Gross profits from the wine and spirits business (which accounts for all but 2.3 per cent of sales) grew by 7.1 per cent on an organic level, and rose more quickly than sales as a result of the 'premiumisation'.
This was also the reason for the solid profit growth. Net profits rose by 5.1 per cent to €487 million, and while operating profits were just 0.5 per cent higher than 2003 at €742 million, this reflected an 8.6 per cent negative impact from currency fluctuations. Organic operating profit growth was 8.9 per cent.
The move towards a greater mix of premium brands began with Pernod Ricard's acquisition of part of the Seagram portfolio back in 2000. That deal gave them two brands in particular - Chivas Regal Scotch and Martell Cognac - that have led this shift.
Both brands had always benefited from a premium image, particularly among Asian consumers, but both had also been left to stagnate a little under the Seagram management. Pernod Ricard understood the potential of the brands and immediately began investing in new marketing and promotional campaigns to support their development.
Indeed, this strategy has now been expanded to the whole of the group's portfolio, with increased marketing expenditure seen as the best way of developing brand growth in the long term, especially in light of the ever growing competition from the likes of Diageo and Allied Domecq.

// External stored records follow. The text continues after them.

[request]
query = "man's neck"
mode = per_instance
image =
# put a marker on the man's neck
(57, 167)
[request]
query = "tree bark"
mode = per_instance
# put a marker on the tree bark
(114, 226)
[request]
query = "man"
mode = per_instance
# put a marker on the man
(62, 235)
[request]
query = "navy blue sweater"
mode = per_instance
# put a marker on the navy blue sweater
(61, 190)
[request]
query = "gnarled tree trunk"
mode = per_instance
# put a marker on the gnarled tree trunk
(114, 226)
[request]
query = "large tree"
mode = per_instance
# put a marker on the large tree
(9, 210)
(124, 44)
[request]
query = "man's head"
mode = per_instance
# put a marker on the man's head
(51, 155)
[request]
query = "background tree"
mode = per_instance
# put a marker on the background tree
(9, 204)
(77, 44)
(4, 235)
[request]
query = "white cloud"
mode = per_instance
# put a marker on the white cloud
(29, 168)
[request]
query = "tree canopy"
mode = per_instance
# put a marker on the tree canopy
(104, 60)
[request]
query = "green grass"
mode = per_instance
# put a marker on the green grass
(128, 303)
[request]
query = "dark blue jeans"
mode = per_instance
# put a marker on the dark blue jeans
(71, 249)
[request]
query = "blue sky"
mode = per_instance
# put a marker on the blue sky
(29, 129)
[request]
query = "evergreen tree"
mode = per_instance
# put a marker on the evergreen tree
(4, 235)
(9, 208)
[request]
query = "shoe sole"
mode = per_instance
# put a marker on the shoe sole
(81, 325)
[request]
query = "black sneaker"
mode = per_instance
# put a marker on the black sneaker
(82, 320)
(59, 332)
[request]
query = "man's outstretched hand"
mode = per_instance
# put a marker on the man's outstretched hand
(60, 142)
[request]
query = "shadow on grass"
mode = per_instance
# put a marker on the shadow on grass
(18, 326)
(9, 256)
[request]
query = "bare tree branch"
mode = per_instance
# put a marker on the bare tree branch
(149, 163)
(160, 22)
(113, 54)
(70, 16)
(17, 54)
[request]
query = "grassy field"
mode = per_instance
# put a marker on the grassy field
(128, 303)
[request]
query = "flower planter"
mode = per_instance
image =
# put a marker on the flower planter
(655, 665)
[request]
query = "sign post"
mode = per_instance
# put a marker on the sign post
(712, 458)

Organic growth in advertising and marketing expenditure during the year was 10.5 per cent, but was largely offset by the strong profit performance and tighter cost control.
It is perhaps no surprise, therefore, that the main drivers of growth for Pernod Ricard in 2004 were the Asian and American markets, where Chivas and Martell have a strong following. Chivas and Martell sales in Chinese Asia, and Chivas sales in South and Central America, were singled out for particular praise.
Patrick Ricard, chairman & CEO of Pernod Ricard said: "These are good results. The factors which enabled us to achieve them, like the development of our premium brands and our leading position in high potential markets, are in place and growing the business. I look forward to the future with confidence."
With its restructuring complete (focusing the company on its wine and spirit business after the sale of various operations such as Orangina, its fruit preparations arm and its drinks wholesale unit), Pernod Ricard is very well placed to benefit from ongoing growth, provided it can continue to invest in marketing and product innovation.
The company is particularly keen to move further down the premium route in sectors which have traditionally been perceived as more downmarket, in particular pastis. The anis brands after which the company is named have disappointed (Pastis 51, the main Pernod brand, saw its volumes drop by 6 per cent to 1.8 million 9-litre cases in 2004, while stablemate and arch rival Ricard slumped 3 per cent to 6 million cases) as French consumers have switched to more upmarket products, and the need for a new image is nowhere more necessary than for these products.
The company has already revamped the bottle design and marketing for these two brands, as well as rolling out spin offs such as premix Ricard Bouteille, the lemon-flavoured 51 Citron and Djangoa, a liqueur mixing chocolate and anis, but it is still too early to tell whether this will have the desired effect and attract new drinkers to the category.
Innovation will continue to play an important part in the premiumisation of the company's portfolio as a whole, however. The recent launch of a premium liqueur, Gloss de Suze, is just the latest in a long line of product launches building on established brands, and this strategy - along with a return to the takeover market - is likely to form the crux of Pernod Ricard's business for the next few years.